ServiceCore: Scaling Complex Workflows

Key Takeaways

  • When working in brownfield software development, it’s important to start with small change and then accelerate gradually at first.

  • Maximalist component design provides clear guidance to future functionality that needs development post-Beta.

  • A mix of qualitative and quantitative research methodologies ensure technical alignment with emotional reactions to products.

Software & Skills

  • Figma, Adobe Creative Suite, Pendo, Data Dog, Claude Cowork, Dovetail, Gemini, Cursor

  • Icon Design & Systems, Illustrations & Illustration Systems, Color Systems, WCAG 2.1 Accessibility Guidelines, User Centered Design, Atomic UX Design, Semantic UX Design, Scaling Platform Design

Summary


In late 2025, Docket wanted to expand from their offering from transactional solid waste rolloff services to high-frequency, recurring Commercial & Residential trash hauling operations. Operating a C&R trash route was nearly impossible in Docket, requiring more than 3 hours a day in dispatch effort.

I led the design strategy to transform a legacy ERP architecture into an automated, geography-first, routing and billing ecosystem that would enable Docket to open an entirely new vertical for existing customers and pursue new leads.

This required the creation of a new library of scalable components capable of handling thousands of recurring records and a system that surfaces exceptions quickly for human consideration.

The Process - Competitive Audit, Data Synthesis, Continuous Design

We evaluated high-tier (ACMS, Service Titan) and low tier (DRS, Routeware) competitors to establish “Blue Ocean” opportunities in usability. It’s critical to identify these opportunities, they are our right to win in the market.

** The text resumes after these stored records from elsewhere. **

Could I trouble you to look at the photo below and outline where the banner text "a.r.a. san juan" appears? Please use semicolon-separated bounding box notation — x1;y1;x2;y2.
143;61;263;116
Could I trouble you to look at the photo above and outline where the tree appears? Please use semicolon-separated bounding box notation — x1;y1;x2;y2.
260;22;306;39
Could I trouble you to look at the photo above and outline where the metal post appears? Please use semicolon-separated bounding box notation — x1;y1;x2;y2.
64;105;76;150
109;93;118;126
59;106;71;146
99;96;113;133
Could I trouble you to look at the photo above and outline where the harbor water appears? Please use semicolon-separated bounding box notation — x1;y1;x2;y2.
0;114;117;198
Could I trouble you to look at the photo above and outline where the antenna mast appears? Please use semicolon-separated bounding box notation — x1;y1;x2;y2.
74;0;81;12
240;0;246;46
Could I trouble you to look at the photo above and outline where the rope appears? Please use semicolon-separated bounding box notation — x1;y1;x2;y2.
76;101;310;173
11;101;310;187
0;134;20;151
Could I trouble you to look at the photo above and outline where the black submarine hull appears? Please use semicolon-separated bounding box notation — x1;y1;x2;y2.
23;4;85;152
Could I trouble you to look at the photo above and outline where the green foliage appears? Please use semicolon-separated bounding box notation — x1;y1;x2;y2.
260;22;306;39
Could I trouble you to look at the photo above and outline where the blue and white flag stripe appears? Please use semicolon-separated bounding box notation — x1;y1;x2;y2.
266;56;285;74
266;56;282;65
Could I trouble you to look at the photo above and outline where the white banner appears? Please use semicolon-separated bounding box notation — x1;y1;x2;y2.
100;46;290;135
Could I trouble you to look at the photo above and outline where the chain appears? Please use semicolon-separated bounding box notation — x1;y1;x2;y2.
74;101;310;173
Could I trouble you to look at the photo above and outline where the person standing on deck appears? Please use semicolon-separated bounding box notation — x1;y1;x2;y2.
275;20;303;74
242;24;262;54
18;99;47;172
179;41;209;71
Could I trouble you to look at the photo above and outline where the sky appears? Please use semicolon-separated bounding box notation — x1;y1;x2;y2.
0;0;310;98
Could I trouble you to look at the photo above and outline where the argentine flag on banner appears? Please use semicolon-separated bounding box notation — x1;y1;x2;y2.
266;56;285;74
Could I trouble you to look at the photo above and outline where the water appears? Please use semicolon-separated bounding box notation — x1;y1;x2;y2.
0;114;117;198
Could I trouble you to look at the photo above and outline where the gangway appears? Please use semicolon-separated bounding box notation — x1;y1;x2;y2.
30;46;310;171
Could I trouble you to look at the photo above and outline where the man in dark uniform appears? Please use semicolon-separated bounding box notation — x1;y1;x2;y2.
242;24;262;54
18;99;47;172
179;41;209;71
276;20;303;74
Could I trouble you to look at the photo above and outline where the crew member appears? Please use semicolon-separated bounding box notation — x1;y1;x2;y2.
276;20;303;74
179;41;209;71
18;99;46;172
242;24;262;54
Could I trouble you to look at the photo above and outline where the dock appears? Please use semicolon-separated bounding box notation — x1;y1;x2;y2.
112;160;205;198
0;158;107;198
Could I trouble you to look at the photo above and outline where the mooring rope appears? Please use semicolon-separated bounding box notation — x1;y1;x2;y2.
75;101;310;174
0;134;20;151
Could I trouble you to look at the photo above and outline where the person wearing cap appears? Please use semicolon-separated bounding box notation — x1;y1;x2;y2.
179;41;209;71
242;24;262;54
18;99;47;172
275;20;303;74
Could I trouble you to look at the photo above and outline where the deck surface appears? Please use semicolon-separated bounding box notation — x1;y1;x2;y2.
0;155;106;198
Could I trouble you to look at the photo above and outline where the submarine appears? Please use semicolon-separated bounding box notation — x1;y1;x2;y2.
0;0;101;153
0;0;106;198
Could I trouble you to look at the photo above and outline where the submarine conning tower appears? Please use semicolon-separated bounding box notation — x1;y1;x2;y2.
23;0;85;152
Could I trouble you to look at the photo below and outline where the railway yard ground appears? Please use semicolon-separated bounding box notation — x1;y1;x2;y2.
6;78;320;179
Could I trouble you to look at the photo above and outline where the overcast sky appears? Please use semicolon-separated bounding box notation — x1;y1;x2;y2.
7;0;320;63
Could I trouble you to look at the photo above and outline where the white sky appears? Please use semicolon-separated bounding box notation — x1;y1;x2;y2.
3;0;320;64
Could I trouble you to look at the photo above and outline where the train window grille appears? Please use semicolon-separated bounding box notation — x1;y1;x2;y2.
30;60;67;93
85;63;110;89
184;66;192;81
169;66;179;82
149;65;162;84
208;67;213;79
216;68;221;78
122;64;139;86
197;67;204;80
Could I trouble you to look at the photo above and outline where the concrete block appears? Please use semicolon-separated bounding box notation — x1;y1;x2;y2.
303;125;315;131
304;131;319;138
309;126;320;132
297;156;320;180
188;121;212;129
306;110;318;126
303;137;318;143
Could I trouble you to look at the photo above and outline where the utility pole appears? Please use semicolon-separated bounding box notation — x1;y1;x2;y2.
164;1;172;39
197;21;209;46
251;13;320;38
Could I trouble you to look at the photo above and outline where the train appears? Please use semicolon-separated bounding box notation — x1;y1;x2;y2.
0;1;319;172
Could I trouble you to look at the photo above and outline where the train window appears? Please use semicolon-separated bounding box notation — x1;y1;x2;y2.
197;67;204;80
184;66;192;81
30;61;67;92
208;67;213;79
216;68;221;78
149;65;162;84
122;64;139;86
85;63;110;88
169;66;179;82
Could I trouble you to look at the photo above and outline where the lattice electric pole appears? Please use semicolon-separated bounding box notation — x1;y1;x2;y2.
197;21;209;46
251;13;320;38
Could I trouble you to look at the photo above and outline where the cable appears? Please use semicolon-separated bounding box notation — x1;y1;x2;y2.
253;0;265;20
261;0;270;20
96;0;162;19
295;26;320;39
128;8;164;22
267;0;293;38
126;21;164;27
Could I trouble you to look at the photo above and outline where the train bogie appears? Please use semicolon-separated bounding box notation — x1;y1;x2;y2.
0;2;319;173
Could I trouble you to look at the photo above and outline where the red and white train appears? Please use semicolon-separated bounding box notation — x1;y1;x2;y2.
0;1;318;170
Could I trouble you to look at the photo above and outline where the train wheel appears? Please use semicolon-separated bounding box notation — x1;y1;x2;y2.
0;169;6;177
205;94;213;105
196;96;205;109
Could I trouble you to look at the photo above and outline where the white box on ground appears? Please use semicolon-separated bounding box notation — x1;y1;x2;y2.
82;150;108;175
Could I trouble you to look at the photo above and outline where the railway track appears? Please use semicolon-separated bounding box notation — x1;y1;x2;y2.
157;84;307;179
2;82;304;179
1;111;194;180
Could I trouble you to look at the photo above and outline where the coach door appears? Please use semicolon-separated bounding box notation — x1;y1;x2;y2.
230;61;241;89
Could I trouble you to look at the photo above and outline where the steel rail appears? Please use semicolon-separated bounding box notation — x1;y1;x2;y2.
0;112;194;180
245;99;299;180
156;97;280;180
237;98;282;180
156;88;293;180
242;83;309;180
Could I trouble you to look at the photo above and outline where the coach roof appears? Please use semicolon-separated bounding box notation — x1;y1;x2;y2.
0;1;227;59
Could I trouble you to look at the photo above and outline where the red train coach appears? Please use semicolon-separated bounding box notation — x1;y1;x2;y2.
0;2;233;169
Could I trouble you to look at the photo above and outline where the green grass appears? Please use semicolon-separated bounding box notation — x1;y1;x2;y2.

We utilized Gong (sales & support calls), Dovetail (UX research), Maze.co (UI usability data), and Gemini to quickly synthesize and map customer pain points from existing research stores.

Since time was of the essence, we had to move the entire product and development organizations simultaneously. While back-end entities were still fluid, we utilized a maximalist design approach, building components for an ideal end state to guide engineering toward future-proof requirements.

Components, Focus, and Cognitive Overload

It was clear from the outset of the project that Docket’s baseline component set needed modification to successfully scale operations from everyday dispatching to exception triage and low touch operation.

Component design is the heart and soul of UI work. It will always be my favorite design challenge.

We produced a full set of components that would function for both our more massive C&R requirements and be backwards compatible with our existing rolloff paradigm. By treating domain entities as fluid maximalist components early in the process, we prevented the architecture of the past from hindering the efficacy of our future. Our goal was reducing information density overall to allow users to focus on problems rather than scanning for problems.

Impact

Closed beta launched in February of 2026 to immediate positive reception. All beta customers immediately saw value as dispatching tasks shifted from schedule building to exception management. Users saved up to three hours daily in saved operation hours.

I fucking love this, I could kiss you!

Maze testing showed a 50% reduction in time-to-completion for identifying service failures and their underlying causes.

Manual errors in billing were eliminated for overages and stop operation via linked templates that paired with mobile app updates.